When Wagner started to be a composer, there were three different models of contemporary opera. Wagner had tried to adopt those types with Die Feen (German, rich-orchestrated style), Das Liebesverbot (Italian, lyrical style), and Rienzi (French style, with its luxuries). He then decided that Italian and French models had been decadent: they had passed their peaks in developments; therefore Wagner went back to explore more in German style, manifested in Die Fliegende Holländer, Tannhäuser, and Lohengrin.

Being ideologically attached with Bakunin the anarchist, Wagner got involved with Dresden putsch. Bakunin got caught and jailed, and Wagner fled to Switzerland. He faced the prospect of seemingly endless exile, with debt, hopeless marriage, and bad health. On this condition, he started composing Der Ring. Also he started reading Schopenhauer.

His reading gave him the idea for a wholly new way of opera composing. In a letter to Liszt, he referred the philosopher as a man who has come like a gift from heaven. He then composed Tristan und Isolde, called it the simplest but most full-blooded music conception. He stopped Siegfried on Act 3, and devoted himself to Tristan. But after several months, it was only music as yet.

Schopenhauer maintained that we are, in the most literal sense, embodiment of the metaphysical will, so that willing, wanting, longing, craving, yearning, are not just things we do: they are what we are. Music is also a manifestation of the metaphysical will. It directly corresponds to what we are in our innermost thing.

For years, Tristan remained ‘only music.’ But even now, its chord remains the most famous single chord in the history of music. It contains not one but two dissonances, thus creating a double desire, agonizing in its intensity, for resolution. The chord then moves, resolving one but not the other, thus providing resolution-yet-not resolution. In every chord-shift, something is resolved but not everything. When a satisfaction is created, so is a new frustration. Until the end. The silence. In Wagner’s words: “Here I sank myself into the depths of the soul’s inner workings. Here life and deaths and the very existence and significance of the external world appear only as manifestations of the inner workings of the soul.”

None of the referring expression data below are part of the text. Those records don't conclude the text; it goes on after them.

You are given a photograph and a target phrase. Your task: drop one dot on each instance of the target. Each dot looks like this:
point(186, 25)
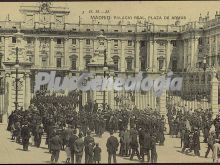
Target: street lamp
point(102, 50)
point(18, 36)
point(161, 62)
point(204, 69)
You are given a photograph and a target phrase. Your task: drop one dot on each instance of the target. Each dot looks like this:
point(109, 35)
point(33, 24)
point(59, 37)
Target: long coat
point(147, 141)
point(25, 134)
point(112, 144)
point(55, 143)
point(72, 141)
point(79, 146)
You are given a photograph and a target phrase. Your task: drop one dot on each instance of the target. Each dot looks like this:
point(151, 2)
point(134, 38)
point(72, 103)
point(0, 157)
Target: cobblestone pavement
point(11, 152)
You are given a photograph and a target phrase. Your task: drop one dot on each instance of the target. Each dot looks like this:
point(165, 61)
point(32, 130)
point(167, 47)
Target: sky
point(153, 11)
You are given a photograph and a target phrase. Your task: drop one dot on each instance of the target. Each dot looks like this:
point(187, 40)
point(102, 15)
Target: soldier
point(79, 148)
point(185, 140)
point(211, 141)
point(72, 140)
point(112, 146)
point(216, 123)
point(196, 142)
point(126, 141)
point(87, 140)
point(216, 148)
point(146, 146)
point(153, 149)
point(55, 145)
point(134, 143)
point(97, 153)
point(38, 135)
point(25, 134)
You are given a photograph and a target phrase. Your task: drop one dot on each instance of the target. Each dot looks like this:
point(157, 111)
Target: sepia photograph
point(109, 82)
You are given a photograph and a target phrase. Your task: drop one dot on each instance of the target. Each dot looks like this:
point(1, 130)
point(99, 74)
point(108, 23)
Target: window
point(200, 41)
point(174, 43)
point(129, 43)
point(59, 62)
point(43, 87)
point(129, 64)
point(13, 40)
point(143, 64)
point(115, 42)
point(59, 41)
point(116, 64)
point(73, 66)
point(87, 42)
point(29, 40)
point(174, 65)
point(142, 43)
point(44, 61)
point(74, 41)
point(87, 61)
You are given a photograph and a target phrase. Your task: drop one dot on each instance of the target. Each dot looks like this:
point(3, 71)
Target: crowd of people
point(132, 131)
point(190, 125)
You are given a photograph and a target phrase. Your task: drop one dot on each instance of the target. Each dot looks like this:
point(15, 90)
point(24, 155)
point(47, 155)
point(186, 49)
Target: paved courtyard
point(11, 152)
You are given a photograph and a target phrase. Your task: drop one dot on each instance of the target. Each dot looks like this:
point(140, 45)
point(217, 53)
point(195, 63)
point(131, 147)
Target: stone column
point(122, 59)
point(37, 52)
point(155, 61)
point(137, 56)
point(52, 52)
point(27, 96)
point(192, 52)
point(66, 53)
point(169, 51)
point(214, 94)
point(210, 51)
point(8, 99)
point(162, 103)
point(109, 51)
point(151, 55)
point(6, 48)
point(216, 50)
point(81, 62)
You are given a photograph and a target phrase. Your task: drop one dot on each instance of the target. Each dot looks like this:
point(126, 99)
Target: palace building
point(47, 42)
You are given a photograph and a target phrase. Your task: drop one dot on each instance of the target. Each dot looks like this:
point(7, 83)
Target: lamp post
point(204, 69)
point(18, 36)
point(102, 50)
point(16, 79)
point(105, 68)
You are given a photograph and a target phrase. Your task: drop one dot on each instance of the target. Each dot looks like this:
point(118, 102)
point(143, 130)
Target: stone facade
point(51, 43)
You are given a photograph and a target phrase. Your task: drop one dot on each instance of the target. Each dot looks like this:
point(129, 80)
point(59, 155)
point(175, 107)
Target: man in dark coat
point(153, 149)
point(112, 146)
point(196, 142)
point(141, 140)
point(146, 146)
point(55, 146)
point(79, 148)
point(38, 135)
point(25, 134)
point(87, 140)
point(72, 140)
point(134, 143)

On another fine day, Wagner performed a nice symphony for his wife’s birthday. Siegfried Idyll. It was performed at home, with a very small number of guests attending. One of them was young Nietzsche, starting his long and historical friendship with Wagner. Indeed, Wagner was the greatest influence on the young man, who would in turn became one of the greatest figures in the entire history of western philosophy. But it is another story.